Скрестив руки, я внимательно наблюдала за балаганом под названием «коллективная работа». Что удивительно, Белый Костюмчик делал то же – смотрел, но не участвовал. Изгваздаться боялся?
Матросы втащили на палубу двух глубоководных ныряльщиков из магов воды, помогли стащить пояса с грузами и едва не подрались за право подержать мешок с добычей. Мешок источал аромат продуктов жизнедеятельности моря, обтекал водой и внешне не выглядел презентабельным, но капитан «Ретивой девочки» смотрел на него как на возлюбленную.
Странный. Очень странный мужик!
Один из матросов ослабил горловину мешка, после чего господин Отглаженный Костюмчик запустил внутрь чуть подрагивающие от предвкушения пальцы и вынул амфориск
[1] из закаленного магией стекла. Бока «маленькой амфоры» украшали надписи на всех языках материка с одним и тем же посылом «НЕ ВСКРЫВАТЬ», для совсем уж идиотов ниже был изображен рисунок – перечеркнутая крест-накрест рука, вытягивающая пробку. Но капитан «Ретивой девочки» проигнорировал все предупреждения.

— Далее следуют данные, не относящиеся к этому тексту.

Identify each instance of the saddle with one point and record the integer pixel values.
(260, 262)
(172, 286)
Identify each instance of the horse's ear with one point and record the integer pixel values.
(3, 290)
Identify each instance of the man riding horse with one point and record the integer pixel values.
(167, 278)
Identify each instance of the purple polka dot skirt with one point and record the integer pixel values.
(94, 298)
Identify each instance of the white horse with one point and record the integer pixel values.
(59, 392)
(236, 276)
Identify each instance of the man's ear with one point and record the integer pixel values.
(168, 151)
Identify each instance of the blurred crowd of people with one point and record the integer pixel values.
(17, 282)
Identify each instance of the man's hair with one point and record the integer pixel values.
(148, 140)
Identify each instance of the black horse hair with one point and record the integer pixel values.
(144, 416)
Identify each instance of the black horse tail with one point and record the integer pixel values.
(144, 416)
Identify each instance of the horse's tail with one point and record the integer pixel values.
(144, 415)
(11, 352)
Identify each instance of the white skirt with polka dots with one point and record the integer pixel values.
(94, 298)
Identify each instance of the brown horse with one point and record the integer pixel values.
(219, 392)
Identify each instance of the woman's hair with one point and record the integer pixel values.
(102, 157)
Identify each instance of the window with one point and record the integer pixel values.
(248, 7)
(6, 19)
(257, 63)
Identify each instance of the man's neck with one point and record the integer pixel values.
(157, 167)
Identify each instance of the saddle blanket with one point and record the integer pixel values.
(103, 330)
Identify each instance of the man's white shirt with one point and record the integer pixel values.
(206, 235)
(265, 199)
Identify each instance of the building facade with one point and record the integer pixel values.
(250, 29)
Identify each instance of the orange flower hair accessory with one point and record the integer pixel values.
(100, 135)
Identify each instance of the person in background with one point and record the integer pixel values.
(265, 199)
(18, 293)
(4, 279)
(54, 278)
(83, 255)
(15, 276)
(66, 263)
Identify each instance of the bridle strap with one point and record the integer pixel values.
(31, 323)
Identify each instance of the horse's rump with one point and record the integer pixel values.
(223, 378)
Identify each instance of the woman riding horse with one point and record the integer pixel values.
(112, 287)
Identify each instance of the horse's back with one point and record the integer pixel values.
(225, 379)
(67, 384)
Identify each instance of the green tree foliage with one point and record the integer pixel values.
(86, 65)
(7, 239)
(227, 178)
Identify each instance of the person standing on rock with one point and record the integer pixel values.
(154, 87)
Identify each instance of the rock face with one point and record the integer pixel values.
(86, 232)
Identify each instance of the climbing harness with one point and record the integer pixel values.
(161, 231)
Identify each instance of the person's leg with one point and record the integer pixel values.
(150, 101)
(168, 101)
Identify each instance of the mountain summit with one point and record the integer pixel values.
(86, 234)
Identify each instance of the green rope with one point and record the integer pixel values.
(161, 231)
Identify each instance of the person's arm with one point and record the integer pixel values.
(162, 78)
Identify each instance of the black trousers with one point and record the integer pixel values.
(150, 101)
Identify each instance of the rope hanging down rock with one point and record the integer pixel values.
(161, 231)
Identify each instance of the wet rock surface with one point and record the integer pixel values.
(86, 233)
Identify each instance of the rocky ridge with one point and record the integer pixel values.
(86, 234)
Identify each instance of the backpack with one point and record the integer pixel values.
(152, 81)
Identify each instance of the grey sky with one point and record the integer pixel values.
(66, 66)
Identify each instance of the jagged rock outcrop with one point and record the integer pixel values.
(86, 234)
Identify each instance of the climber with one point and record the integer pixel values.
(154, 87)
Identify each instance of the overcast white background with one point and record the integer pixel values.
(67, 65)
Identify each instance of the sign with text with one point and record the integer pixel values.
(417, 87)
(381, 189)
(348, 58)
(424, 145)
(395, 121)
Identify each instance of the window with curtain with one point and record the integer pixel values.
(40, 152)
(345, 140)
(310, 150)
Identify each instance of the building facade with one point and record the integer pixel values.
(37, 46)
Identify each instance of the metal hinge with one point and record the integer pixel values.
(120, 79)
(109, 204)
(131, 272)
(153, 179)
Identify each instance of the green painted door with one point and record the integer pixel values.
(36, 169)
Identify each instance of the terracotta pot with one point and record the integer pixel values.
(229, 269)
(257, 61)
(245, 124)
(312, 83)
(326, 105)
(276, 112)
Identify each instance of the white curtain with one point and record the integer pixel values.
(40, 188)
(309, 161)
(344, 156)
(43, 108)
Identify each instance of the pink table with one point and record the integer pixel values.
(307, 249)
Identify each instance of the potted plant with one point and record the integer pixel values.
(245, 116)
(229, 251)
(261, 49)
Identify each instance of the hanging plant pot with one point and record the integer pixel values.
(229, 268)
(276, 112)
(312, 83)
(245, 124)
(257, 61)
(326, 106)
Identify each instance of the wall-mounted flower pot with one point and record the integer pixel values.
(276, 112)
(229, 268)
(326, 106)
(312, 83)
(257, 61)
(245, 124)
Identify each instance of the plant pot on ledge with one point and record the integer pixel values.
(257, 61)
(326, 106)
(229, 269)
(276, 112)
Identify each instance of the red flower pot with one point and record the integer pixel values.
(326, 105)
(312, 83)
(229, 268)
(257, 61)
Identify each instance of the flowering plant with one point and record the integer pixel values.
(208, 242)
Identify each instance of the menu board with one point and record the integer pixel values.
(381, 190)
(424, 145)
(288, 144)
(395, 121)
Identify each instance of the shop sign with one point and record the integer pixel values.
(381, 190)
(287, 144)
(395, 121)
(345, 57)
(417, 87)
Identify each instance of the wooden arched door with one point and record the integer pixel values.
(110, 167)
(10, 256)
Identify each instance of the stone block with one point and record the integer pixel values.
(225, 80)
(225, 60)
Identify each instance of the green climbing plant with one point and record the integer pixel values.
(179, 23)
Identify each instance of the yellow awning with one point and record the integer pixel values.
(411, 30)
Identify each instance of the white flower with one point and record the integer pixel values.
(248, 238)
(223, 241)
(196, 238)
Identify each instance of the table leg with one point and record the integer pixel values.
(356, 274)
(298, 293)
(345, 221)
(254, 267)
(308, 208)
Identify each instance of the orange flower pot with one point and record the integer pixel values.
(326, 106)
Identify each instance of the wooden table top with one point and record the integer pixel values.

– Господа, это великий день в истории! День начала моего правления! – заявил Костюмчик и потянул пробку.
Увы, триумфу не суждено было случиться.
С криком «мама-а-а-а» на палубу лицом вниз шлепнулся Олаф Углеж. Пока присутствующие, вмиг ощерившиеся кривыми саблями, гарпунами и магией, любовались инсталляцией «бесчувственное тело в позе звезды», вниз бесшумно соскользнули остальные мои ученики.
– Бросай! Бросай оружие! – орал Кьяри-младший, размахивая двухсторонней косой.
– Сам бросай! – голосили окруженные пираты.
Пожилой матрос сделал рывок в сторону, словно коршун, налетел на зазевавшуюся Жетон и прижал к ее боку острие кортика.
– На твоем месте я не был бы таким смелым, мальчик!
Со звериным проворством, свойственным только зверолюдам, Гамод юркнул за спину Костюмчика и приставил к шейке капитана нож.